SECURITIES AND EXCHANGE COMMISSION
WASHINGTON, D.C. 20549
Pursuant to Section 13 or 15(d) of the Securities Exchange Act of 1934
Date of Report:
December 27, 2019
Gaucho Group Holdings, Inc.
(Exact name of registrant as specified in its charter)
|State of||Commission||IRS Employer|
|Incorporation||File Number||Identification No.|
135 Fifth Ave., 10th Floor
New York, NY 10010
Address of principal executive offices
Telephone number, including
Former name or former address if changed since last report
Check the appropriate box below if the Form 8-K filing is intended to simultaneously satisfy the filing obligation of the registrant under any of the following provisions (see General Instruction A.2. below):
|[ ]||Written communication pursuant to Rule 425 under the Securities Act (17 CFR 230.425)|
|[ ]||Soliciting material pursuant to Rule 14a-12 under the Exchange Act (17 CFR 240.14a-12)|
|[ ]||Pre-commencement communication pursuant to Rule 14d-2(b) under the Exchange Act (17 CFR 240.14d-2(b))|
|[ ]||Pre-commencement communication pursuant to Rule 13e-4(c) under the Exchange Act (17 CFR 240.13e-4(c))|
Indicate by check mark whether the registrant is an emerging growth company as defined in Rule 405 of the Securities Act of 1933 (17 CFR §230.405) or Rule 12b-2 of the Securities Exchange Act of 1934 (17 CFR §240.12b-2).

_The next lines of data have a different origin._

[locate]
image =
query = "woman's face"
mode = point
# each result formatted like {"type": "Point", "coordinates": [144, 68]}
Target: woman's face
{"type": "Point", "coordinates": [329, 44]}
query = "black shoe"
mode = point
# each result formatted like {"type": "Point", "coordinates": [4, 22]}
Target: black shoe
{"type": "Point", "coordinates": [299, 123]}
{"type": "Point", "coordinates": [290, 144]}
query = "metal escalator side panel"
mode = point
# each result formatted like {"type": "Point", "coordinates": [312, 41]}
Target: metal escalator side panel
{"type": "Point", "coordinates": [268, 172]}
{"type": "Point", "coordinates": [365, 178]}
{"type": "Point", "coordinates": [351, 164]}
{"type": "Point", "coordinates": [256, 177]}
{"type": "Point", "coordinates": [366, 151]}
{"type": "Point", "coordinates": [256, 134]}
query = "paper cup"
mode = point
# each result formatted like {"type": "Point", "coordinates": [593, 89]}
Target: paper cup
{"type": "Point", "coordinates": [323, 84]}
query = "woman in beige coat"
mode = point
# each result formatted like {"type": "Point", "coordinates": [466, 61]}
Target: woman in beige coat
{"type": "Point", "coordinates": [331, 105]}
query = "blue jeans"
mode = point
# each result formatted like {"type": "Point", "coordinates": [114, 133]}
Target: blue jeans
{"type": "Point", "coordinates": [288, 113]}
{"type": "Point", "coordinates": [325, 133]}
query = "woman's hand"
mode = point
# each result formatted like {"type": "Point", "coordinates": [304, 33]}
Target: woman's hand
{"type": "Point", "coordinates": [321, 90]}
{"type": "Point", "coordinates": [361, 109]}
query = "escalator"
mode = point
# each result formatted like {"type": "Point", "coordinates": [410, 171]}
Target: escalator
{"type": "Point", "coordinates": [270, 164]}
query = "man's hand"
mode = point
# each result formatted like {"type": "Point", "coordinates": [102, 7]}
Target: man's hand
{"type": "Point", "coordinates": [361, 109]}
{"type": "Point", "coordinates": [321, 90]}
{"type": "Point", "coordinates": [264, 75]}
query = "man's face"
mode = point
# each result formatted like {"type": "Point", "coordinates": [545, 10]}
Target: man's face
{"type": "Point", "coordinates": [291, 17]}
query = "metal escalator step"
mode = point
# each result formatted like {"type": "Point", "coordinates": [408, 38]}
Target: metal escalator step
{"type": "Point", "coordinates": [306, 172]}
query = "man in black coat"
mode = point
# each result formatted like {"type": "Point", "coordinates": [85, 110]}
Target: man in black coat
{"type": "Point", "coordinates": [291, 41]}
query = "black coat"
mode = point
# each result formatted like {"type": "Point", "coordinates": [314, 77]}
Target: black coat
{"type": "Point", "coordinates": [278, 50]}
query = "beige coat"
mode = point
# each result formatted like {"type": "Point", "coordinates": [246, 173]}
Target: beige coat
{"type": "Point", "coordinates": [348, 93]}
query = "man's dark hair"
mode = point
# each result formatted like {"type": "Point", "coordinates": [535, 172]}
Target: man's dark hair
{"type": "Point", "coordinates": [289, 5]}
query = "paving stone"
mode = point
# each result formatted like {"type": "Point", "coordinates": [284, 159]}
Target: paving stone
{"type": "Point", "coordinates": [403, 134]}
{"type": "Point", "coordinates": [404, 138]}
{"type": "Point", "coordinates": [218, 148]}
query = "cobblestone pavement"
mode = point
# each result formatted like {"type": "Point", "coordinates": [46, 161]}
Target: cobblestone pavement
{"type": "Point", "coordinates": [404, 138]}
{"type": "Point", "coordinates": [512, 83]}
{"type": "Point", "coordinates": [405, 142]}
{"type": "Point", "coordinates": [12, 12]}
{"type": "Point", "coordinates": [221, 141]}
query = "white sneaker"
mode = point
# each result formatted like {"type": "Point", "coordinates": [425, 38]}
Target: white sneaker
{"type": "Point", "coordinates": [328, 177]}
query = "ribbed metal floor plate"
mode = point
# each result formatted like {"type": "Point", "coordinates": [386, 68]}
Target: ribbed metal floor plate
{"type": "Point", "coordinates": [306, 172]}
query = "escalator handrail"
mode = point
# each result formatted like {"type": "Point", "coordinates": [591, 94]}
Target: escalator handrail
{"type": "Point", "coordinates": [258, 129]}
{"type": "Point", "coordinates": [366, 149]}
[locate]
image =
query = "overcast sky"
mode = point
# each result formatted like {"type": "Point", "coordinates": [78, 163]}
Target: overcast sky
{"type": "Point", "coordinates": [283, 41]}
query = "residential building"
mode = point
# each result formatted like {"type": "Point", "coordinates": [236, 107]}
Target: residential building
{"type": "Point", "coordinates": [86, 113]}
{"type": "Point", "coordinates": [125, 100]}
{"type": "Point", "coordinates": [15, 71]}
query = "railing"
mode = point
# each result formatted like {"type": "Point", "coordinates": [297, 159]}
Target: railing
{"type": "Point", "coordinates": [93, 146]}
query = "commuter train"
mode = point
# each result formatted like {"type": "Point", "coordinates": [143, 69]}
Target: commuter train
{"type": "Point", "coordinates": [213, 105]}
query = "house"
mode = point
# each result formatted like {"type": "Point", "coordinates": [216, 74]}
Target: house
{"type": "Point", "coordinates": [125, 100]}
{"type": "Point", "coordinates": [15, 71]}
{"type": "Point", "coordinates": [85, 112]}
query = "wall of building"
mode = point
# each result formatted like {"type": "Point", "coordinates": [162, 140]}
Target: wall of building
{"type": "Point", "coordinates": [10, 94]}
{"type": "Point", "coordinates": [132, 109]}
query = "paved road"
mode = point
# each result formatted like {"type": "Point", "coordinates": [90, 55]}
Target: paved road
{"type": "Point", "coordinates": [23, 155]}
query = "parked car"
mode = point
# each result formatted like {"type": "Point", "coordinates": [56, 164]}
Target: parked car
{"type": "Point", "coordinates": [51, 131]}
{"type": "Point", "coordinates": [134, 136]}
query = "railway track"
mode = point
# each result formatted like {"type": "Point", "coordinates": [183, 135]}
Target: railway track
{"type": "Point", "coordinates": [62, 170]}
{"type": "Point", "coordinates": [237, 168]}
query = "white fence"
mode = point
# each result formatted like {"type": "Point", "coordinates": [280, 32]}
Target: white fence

Emerging growth company [X]
If an emerging growth company, indicate by check mark if the registrant has elected not to use the extended transition period for complying with any new or revised financial accounting standards provided pursuant to Section 13(a) of the Exchange Act. [X]
Securities registered pursuant to Section 12(b) of the Act:
|Title of each class||Trading Symbol(s)||Name of each exchange on which registered|
Item 1.01 Entry into a Material Definitive Agreement.
This Current Report on Form 8-K/A of Gaucho Group Holdings, Inc. (the “Company”) amends the Company’s Current Report on Form 8-K dated December 27, 2019 and filed with the Securities and Exchange Commission on January 6, 2020 (the “Original Filing”).
As disclosed in the Original Filing, the Company summarized the expense sharing agreement it entered into with Hollywood Burger Holdings, Inc. (“HBH”) and the Company to share certain expenses (the “ESA”). The correct date of the ESA was April 1, 2010. The ESA was then subsequently amended on April 1, 2011 with its latest amendment on December 27, 2019.
Except as described herein, no other changes have been made to our Current Report on Form 8-K filed on January 6, 2019.
Pursuant to the requirements of the Securities Exchange Act of 1934, the registrant caused this report to be signed on its behalf by the undersigned, thereunto duly authorized, on the 8th day of January 2020.